But he does have a habit of writing things with a straight face that other
people never would.

------
Sealy
An inspiring story written in a humble perspective. A story of keeping focus
in the face of funding problems that are all too common in early startups.

It reminds me of the Facebook story where some of the early founders wanted to
introduce advertising very early on.

------
mig39
Classic: "I won’t be switching to dedicated day and night iPhones." hahah!

------
notlisted
Lovely article. Glad to have read it.
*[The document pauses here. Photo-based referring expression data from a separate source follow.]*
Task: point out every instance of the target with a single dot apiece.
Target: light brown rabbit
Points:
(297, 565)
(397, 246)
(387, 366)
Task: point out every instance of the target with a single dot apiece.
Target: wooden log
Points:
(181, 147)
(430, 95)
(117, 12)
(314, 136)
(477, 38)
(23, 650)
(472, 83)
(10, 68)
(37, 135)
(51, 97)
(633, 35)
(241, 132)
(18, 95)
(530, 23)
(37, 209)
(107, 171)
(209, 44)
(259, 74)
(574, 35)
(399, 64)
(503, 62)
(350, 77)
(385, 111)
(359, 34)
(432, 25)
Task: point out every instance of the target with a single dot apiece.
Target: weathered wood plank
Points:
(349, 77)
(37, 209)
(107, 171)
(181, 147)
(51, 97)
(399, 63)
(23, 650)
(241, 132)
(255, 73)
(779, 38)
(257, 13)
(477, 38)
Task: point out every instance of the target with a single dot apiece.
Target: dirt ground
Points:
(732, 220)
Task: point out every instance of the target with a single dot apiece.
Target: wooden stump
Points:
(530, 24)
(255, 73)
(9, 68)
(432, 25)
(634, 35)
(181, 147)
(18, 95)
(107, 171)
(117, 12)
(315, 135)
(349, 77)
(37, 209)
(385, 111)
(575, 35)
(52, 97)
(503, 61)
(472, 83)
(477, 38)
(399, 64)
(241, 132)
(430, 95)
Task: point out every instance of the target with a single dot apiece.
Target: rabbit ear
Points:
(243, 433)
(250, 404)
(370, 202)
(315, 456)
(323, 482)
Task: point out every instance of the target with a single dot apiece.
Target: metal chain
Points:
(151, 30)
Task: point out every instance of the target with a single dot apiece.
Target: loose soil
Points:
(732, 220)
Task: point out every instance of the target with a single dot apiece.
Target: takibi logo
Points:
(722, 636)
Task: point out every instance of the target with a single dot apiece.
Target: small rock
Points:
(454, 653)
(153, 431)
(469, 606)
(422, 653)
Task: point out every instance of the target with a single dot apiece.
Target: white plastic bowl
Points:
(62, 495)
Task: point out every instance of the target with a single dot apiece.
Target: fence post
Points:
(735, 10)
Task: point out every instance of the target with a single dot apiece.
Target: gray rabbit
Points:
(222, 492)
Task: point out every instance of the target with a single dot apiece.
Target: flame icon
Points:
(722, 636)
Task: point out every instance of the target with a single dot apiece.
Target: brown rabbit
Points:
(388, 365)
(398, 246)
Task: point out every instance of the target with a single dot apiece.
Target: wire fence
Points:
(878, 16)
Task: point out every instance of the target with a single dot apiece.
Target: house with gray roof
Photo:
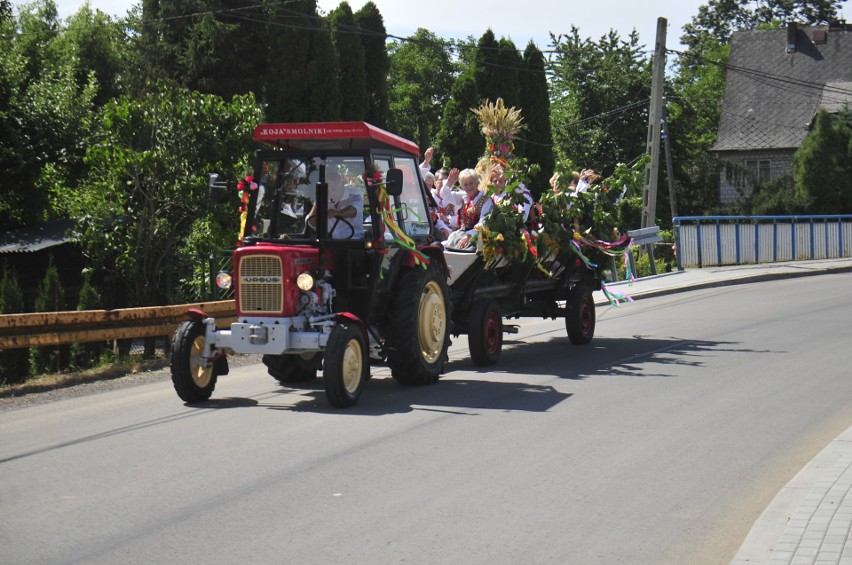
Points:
(777, 81)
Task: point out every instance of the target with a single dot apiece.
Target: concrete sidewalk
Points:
(810, 519)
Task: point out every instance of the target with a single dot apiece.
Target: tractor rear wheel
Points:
(419, 330)
(485, 332)
(580, 315)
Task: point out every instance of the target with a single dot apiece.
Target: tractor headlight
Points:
(305, 282)
(224, 280)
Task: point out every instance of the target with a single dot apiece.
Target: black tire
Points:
(485, 332)
(419, 328)
(192, 382)
(580, 315)
(345, 365)
(296, 368)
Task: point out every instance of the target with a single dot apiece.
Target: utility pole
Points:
(655, 119)
(669, 166)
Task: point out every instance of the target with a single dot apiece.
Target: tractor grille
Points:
(261, 281)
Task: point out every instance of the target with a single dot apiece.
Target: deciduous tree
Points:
(146, 196)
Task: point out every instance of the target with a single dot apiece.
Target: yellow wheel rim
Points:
(353, 366)
(432, 322)
(198, 368)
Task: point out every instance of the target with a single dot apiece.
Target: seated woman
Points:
(471, 212)
(345, 210)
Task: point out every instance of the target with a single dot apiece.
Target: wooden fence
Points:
(59, 328)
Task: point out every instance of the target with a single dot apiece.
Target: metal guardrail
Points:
(736, 240)
(59, 328)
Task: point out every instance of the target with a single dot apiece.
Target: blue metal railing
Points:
(735, 240)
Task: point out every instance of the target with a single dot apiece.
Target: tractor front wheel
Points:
(346, 366)
(194, 378)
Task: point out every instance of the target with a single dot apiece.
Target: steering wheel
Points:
(337, 220)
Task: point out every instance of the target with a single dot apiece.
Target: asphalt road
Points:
(661, 442)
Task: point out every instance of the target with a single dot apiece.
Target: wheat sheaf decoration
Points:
(500, 125)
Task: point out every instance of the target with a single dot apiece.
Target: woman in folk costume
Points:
(471, 212)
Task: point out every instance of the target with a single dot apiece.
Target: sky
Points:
(518, 20)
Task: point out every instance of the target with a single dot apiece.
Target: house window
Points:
(758, 170)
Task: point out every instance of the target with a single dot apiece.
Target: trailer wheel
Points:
(296, 368)
(485, 332)
(419, 329)
(346, 366)
(580, 315)
(193, 379)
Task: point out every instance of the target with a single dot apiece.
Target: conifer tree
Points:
(50, 298)
(85, 355)
(14, 363)
(352, 76)
(537, 142)
(509, 66)
(459, 139)
(376, 63)
(487, 69)
(301, 82)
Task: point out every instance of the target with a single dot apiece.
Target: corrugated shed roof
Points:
(771, 96)
(28, 240)
(836, 97)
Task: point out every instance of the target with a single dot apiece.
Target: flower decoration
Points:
(244, 189)
(374, 180)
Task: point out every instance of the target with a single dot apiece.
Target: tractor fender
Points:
(350, 318)
(434, 253)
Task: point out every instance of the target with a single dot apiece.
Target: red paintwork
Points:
(281, 133)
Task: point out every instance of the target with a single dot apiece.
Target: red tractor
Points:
(338, 267)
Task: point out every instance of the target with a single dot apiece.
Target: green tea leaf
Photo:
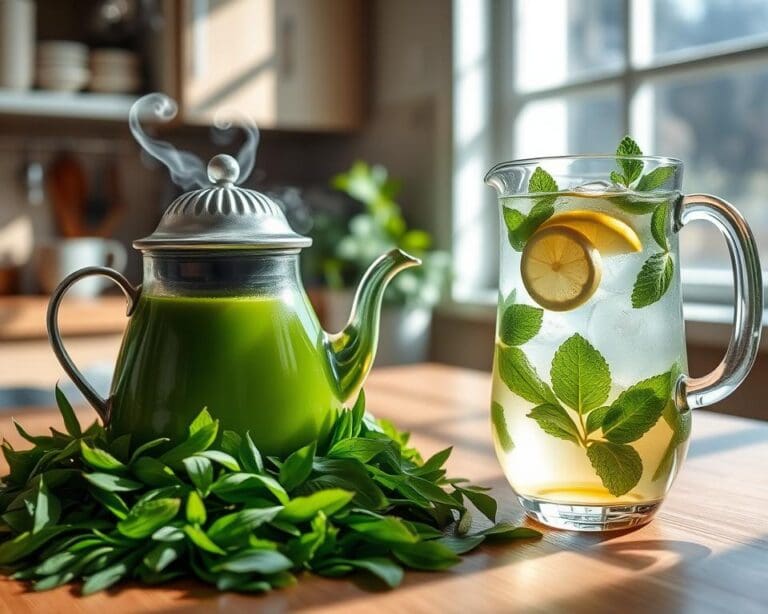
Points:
(618, 466)
(595, 418)
(195, 510)
(254, 561)
(519, 324)
(555, 421)
(153, 472)
(328, 501)
(385, 530)
(429, 556)
(636, 409)
(521, 377)
(198, 537)
(360, 448)
(145, 518)
(231, 442)
(47, 508)
(655, 179)
(110, 501)
(659, 226)
(224, 459)
(500, 427)
(112, 483)
(146, 447)
(71, 422)
(653, 281)
(383, 568)
(347, 474)
(162, 555)
(235, 527)
(541, 181)
(485, 503)
(240, 487)
(631, 168)
(197, 442)
(297, 467)
(200, 472)
(461, 544)
(203, 419)
(26, 543)
(100, 459)
(580, 375)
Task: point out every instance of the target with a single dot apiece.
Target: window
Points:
(687, 78)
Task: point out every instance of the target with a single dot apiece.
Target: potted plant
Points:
(374, 229)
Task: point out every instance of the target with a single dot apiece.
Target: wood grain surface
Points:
(706, 551)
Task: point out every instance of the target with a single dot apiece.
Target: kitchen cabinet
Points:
(286, 64)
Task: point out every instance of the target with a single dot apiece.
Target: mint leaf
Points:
(542, 181)
(659, 226)
(520, 324)
(631, 168)
(521, 227)
(521, 377)
(618, 466)
(580, 375)
(653, 280)
(500, 427)
(636, 409)
(655, 179)
(595, 419)
(555, 421)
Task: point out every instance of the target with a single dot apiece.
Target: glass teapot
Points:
(222, 321)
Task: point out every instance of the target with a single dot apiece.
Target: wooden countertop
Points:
(706, 551)
(23, 317)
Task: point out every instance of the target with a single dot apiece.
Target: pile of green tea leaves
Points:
(83, 506)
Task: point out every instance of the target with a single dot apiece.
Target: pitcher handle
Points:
(742, 349)
(52, 319)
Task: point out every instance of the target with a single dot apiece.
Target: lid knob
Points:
(223, 169)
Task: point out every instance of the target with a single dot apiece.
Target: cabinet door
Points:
(287, 64)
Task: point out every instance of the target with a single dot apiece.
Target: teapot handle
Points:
(742, 349)
(131, 294)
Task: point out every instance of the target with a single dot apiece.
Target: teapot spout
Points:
(353, 349)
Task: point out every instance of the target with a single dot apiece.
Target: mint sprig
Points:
(84, 506)
(520, 227)
(573, 409)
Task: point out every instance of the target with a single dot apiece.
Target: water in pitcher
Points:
(589, 310)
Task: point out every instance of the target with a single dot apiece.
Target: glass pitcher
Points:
(591, 397)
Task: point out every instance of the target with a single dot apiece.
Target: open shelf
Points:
(75, 105)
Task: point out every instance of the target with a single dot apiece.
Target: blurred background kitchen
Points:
(378, 120)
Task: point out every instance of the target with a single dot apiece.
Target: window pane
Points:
(715, 121)
(663, 28)
(558, 41)
(583, 123)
Suspect Marco is a little modest about
his contribution, but great to hear he came out ahead, and then some.

Truly hope Tumblr can maintain its independence from the Yahoo hive
mind/wholesome image, just like Conde Nast has let Reddit's less-than-family-
friendly stuff thrive (smartest decision ever).

Despite all that, the $1B valuation is batshit, not unlike the housing market
in NYC these days ($1.6MM for his Brooklyn one bedroom?) I'm glad to be
escaping the clutched of NYC in several weeks from now. A yard!

------
bestoftimes
Congrats Marco. You rock and deserve it.

------
rodolphoarruda
Congratulations, Marco! Well done! And thanks for sharing the story. Very
inspiring, at least for me, at the moment I'm living now.

------
pasbesoin
I still have my doubts, on more than one front, but that was definitely an
interesting and worthwhile read. I haven't been part of the Tumblr community
-- rather just seeing individual items when they are cited elsewhere -- so
this provides a bit of perspective especially as to its genesis.

------
smartial_arts
Is it just me or it looks like another Instagram/Facebook deal? For sure, they
got great payouts, although it seems more like a lottery to me - how many of
those swinging for the fences actually manage to do that?
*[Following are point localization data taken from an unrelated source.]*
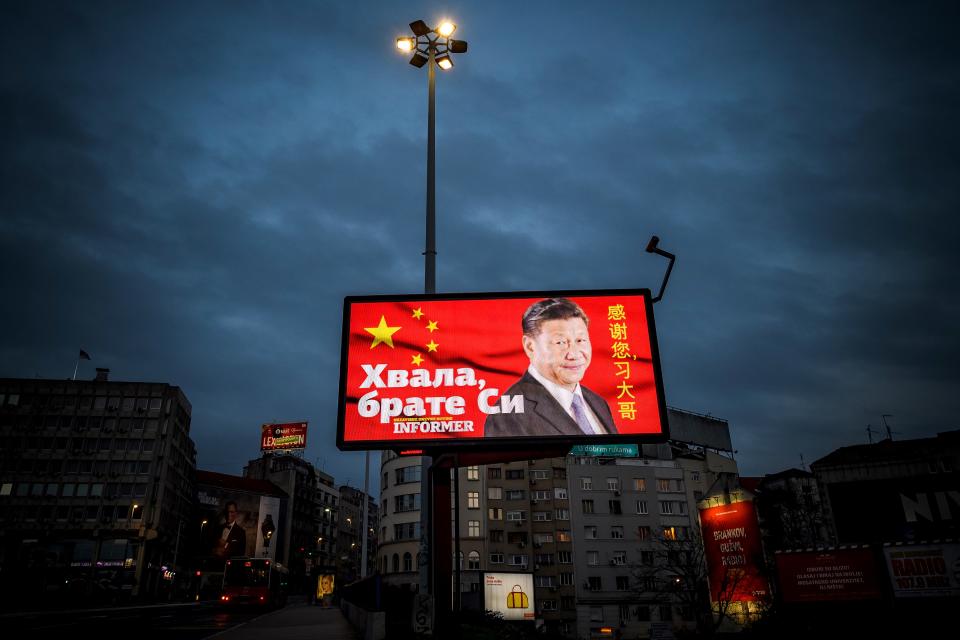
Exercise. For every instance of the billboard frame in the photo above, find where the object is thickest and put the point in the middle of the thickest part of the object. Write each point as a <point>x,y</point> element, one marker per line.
<point>500,444</point>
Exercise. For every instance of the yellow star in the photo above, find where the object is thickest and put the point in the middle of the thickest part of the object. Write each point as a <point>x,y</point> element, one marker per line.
<point>382,333</point>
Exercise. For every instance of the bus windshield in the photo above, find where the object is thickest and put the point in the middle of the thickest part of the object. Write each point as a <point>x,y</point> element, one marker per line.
<point>247,573</point>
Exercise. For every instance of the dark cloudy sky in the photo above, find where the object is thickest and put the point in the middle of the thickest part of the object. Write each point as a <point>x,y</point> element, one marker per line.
<point>189,189</point>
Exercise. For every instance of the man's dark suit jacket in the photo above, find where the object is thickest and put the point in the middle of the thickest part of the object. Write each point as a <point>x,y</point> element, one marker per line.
<point>542,414</point>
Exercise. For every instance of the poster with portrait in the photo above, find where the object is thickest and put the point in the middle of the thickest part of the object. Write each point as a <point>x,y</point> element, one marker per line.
<point>500,369</point>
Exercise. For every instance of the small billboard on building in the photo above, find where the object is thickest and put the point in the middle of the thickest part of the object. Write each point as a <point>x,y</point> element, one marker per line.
<point>284,436</point>
<point>509,594</point>
<point>829,575</point>
<point>501,369</point>
<point>731,543</point>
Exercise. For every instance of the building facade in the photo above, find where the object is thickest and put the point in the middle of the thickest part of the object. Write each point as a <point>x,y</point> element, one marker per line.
<point>96,488</point>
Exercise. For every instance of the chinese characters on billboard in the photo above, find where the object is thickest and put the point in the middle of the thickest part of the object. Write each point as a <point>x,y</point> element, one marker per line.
<point>278,437</point>
<point>731,542</point>
<point>454,369</point>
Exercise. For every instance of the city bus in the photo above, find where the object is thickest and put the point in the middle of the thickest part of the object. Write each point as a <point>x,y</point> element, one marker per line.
<point>254,581</point>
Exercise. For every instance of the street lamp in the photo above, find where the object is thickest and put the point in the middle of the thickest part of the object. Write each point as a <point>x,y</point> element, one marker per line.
<point>431,47</point>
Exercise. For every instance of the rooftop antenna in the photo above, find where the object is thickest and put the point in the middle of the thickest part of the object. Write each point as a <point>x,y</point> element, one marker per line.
<point>887,427</point>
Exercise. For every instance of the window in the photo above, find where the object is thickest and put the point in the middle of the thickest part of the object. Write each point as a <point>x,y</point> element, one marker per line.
<point>407,474</point>
<point>544,581</point>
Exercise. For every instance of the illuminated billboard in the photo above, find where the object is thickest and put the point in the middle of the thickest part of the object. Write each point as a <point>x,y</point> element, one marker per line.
<point>500,368</point>
<point>288,435</point>
<point>509,594</point>
<point>731,543</point>
<point>817,576</point>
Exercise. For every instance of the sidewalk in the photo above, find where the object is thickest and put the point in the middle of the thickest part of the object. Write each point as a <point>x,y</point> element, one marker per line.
<point>296,621</point>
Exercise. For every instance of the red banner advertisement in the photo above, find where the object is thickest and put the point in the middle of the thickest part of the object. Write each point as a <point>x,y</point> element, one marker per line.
<point>288,435</point>
<point>578,367</point>
<point>731,542</point>
<point>816,576</point>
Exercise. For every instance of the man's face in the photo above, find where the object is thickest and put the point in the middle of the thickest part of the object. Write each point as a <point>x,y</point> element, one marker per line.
<point>561,351</point>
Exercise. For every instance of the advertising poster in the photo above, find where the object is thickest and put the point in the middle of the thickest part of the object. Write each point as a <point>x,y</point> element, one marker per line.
<point>281,437</point>
<point>268,535</point>
<point>924,570</point>
<point>509,594</point>
<point>816,576</point>
<point>731,542</point>
<point>578,367</point>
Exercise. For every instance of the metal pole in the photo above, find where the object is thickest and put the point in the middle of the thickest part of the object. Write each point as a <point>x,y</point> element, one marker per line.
<point>363,515</point>
<point>456,533</point>
<point>429,286</point>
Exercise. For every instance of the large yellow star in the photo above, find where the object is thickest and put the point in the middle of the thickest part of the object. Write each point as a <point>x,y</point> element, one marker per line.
<point>382,333</point>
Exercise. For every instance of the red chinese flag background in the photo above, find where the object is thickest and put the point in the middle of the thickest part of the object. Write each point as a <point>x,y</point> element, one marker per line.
<point>485,335</point>
<point>731,542</point>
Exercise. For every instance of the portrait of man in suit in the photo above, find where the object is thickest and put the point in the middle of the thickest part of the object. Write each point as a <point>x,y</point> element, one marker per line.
<point>556,339</point>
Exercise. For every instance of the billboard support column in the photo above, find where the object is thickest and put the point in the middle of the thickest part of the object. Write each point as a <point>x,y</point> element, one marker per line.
<point>440,547</point>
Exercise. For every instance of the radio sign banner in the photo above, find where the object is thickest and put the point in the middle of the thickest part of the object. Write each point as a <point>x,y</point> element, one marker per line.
<point>731,543</point>
<point>289,435</point>
<point>501,368</point>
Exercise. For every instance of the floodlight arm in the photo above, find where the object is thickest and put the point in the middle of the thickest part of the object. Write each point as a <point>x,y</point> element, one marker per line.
<point>653,248</point>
And was tumblr ever profitable?

------
lifeisstillgood
Nice to peak behind the curtains - thank you.

Edit: deleted unnecessary commentary

------
rayvinly
Flickr looks pretty good now. I think charging more for power users will work
out pretty well for Flickr. So I hope Tumblr will be similar.

------
Edmond
well said... stay smart, you'll live a good life:)

------
anon808
Marco makes a lot of Steve Jobs comparisons in the write up, genuinely
curious, did he work with Steve Jobs?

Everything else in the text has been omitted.